Nama is considering grouping thousands of residential properties it will seize from insolvent developers into a Real Estate Investment Trust (REIT) which could then be offered to the public as an investment opportunity.


REITs are used by property companies to eliminate the prospect of double taxation on investments from retail investments. In return they typically have to distribute 90% of their income, which may be taxable, to investors.


At a speech to the Association of Property Bankers in Britain last week, Nama head of lending Graham Emmett said that if the agency seizes apartment blocks, it will look to use the REIT structure to move them off the Nama balance sheet and use the cash flow to pay down debt.


The agency could end up with 16,000 properties in and around Dublin, some of which have yet to be developed but many of which are lying vacant or incomplete.


REITs are currently not allowed in Ireland but Nama is understood to have an interest in having such legislation introduced.


Emmett's presentation slides, which have been seen by the Sunday Tribune, show that borrowers who have ended up in Nama had loans with all the participating institutions but that the Financial


Regulator had "no measure of total name exposure". He also said lending had been carried out in haste with inadequate security and documentation.


Property Week reported last week that borrowers in Ireland were able to secure loans by speaking just to the personal assistants of their banker contacts.

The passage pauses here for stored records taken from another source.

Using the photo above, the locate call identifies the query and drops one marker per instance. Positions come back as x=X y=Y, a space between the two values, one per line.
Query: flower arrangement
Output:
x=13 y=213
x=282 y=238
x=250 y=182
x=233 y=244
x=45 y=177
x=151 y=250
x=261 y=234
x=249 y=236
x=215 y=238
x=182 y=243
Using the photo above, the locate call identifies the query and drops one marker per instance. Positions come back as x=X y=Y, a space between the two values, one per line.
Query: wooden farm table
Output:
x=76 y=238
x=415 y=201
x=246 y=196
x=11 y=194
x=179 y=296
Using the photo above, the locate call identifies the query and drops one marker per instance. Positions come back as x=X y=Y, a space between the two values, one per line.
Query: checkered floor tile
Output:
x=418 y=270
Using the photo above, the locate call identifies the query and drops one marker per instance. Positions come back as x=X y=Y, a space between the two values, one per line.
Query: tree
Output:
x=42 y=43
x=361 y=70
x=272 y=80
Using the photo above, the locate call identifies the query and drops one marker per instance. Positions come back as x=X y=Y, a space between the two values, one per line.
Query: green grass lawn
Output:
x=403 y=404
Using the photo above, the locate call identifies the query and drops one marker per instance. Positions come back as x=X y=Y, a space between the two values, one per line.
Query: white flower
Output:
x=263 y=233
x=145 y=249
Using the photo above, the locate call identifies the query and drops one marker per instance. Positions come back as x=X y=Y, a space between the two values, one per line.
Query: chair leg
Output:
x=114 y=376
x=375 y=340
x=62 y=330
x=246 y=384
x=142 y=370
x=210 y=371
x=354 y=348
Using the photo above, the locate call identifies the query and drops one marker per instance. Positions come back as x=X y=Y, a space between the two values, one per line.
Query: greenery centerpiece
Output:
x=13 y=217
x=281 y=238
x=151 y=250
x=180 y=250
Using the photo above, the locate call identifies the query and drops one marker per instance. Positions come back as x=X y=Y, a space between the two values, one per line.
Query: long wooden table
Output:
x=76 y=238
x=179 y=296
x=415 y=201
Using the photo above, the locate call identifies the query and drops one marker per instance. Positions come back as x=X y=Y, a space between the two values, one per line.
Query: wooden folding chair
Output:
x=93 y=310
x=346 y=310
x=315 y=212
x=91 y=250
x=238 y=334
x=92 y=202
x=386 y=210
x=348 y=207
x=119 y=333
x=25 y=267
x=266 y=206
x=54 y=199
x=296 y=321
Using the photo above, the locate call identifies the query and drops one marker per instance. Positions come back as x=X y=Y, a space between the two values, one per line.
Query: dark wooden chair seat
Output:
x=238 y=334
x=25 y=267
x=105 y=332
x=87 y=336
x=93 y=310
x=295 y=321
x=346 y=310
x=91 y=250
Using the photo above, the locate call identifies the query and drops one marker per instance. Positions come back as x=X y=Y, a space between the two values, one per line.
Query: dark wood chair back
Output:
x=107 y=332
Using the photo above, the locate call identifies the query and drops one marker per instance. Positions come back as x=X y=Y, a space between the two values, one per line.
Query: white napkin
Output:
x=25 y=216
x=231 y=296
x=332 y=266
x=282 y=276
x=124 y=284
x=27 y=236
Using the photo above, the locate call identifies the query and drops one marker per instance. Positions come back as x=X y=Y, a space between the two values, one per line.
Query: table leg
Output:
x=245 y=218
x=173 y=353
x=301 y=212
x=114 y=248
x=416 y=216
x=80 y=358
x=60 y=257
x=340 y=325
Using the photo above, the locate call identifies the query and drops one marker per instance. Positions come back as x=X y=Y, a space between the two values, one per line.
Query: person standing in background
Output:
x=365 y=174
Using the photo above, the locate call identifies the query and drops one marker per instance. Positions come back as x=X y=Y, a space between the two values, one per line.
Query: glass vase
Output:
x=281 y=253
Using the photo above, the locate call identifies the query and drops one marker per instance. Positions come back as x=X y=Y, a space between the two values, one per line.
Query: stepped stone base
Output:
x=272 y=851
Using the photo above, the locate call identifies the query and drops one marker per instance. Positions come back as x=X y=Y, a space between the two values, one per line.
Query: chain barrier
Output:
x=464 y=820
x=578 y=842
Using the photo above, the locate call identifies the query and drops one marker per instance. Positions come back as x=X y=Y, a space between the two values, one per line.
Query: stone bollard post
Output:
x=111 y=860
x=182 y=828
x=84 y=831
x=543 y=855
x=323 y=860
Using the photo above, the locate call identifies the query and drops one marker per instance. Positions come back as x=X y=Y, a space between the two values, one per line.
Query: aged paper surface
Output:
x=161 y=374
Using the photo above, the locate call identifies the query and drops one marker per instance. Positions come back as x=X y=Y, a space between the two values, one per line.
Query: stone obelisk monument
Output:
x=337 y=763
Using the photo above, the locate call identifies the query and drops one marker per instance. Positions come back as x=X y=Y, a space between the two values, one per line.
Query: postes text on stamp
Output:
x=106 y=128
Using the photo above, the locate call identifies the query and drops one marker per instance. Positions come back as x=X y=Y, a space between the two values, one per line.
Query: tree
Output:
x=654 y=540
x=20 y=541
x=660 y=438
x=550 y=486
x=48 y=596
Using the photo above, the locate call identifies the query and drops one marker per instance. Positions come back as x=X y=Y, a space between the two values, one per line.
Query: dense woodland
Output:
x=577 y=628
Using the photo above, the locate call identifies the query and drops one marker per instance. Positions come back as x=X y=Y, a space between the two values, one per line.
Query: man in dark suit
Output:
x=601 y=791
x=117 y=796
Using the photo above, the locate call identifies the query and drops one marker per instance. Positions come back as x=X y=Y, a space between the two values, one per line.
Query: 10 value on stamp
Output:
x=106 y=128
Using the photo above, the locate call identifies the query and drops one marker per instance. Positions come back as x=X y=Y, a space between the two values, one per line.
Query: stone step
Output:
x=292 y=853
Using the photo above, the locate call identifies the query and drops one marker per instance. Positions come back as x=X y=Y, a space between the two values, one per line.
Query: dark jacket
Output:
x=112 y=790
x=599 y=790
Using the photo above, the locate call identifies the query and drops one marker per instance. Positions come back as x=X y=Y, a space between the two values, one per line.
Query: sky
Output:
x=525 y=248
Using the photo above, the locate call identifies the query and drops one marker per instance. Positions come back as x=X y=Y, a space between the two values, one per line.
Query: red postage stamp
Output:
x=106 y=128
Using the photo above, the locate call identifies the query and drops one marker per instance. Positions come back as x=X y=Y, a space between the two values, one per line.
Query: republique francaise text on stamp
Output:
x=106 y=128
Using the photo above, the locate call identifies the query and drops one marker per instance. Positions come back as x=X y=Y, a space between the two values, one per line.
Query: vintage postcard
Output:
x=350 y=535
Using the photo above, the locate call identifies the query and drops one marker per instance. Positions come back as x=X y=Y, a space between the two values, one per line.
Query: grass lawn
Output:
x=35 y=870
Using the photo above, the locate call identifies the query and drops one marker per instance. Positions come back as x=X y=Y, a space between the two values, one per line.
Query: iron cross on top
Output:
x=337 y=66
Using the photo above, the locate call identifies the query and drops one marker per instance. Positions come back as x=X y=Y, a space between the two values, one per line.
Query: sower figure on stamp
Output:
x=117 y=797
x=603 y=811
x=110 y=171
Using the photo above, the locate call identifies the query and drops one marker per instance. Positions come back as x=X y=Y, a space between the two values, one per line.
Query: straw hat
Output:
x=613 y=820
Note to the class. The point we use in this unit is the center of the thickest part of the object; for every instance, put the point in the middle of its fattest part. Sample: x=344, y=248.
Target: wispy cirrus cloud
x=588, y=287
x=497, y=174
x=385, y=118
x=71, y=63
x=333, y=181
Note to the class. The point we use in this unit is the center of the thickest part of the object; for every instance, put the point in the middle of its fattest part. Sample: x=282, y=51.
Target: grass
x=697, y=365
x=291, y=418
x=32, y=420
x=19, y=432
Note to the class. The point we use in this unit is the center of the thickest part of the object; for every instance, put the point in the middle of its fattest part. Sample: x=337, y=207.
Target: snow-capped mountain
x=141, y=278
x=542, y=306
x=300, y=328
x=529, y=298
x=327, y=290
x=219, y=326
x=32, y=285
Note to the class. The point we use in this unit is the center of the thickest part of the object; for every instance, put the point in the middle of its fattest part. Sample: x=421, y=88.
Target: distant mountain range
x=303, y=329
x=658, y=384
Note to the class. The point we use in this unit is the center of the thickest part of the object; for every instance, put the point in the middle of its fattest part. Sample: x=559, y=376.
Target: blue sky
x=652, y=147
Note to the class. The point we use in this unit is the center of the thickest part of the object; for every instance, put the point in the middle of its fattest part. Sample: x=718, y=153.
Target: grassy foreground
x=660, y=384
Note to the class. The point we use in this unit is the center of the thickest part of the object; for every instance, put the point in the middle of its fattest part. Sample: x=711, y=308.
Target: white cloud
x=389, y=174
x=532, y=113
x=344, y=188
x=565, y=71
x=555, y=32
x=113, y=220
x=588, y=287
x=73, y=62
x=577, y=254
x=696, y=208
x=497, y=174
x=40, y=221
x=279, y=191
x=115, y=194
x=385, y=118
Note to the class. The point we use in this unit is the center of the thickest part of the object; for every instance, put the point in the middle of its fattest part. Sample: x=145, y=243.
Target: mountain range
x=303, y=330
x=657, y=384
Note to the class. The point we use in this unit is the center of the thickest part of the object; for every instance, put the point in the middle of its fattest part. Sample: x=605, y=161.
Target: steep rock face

The Sunday Tribune previously revealed that Anglo approved loans without any valuation and that documentation used by some banks was unsecured and could have been fraudulently changed without the bank being aware.


Emmett reiterated that Nama plans to write down its debt by a quarter by 2013. Developers have criticised this, saying it will force more properties onto the market, driving prices down.


The transfer of the third tranche of loans to Nama began last week, with €12bn due to be transferred in the current tranche. This is expected to be completed by early October. At that stage half of all the loans due for transfer to Nama will have been moved into the loans agency.


Emmett said the quality of business plans from developers has improved. "As it turned out, the business plan from most borrowers in the first tranche... was 'you forgive interest for the next nine years and then we will refinance in year 10 and give you your money back'. That wasn't really what we had in mind," Emmett said, according to Property Week. "It took a lot of education with the borrowers – maybe, we should have called it a liquidation plan, not a business plan."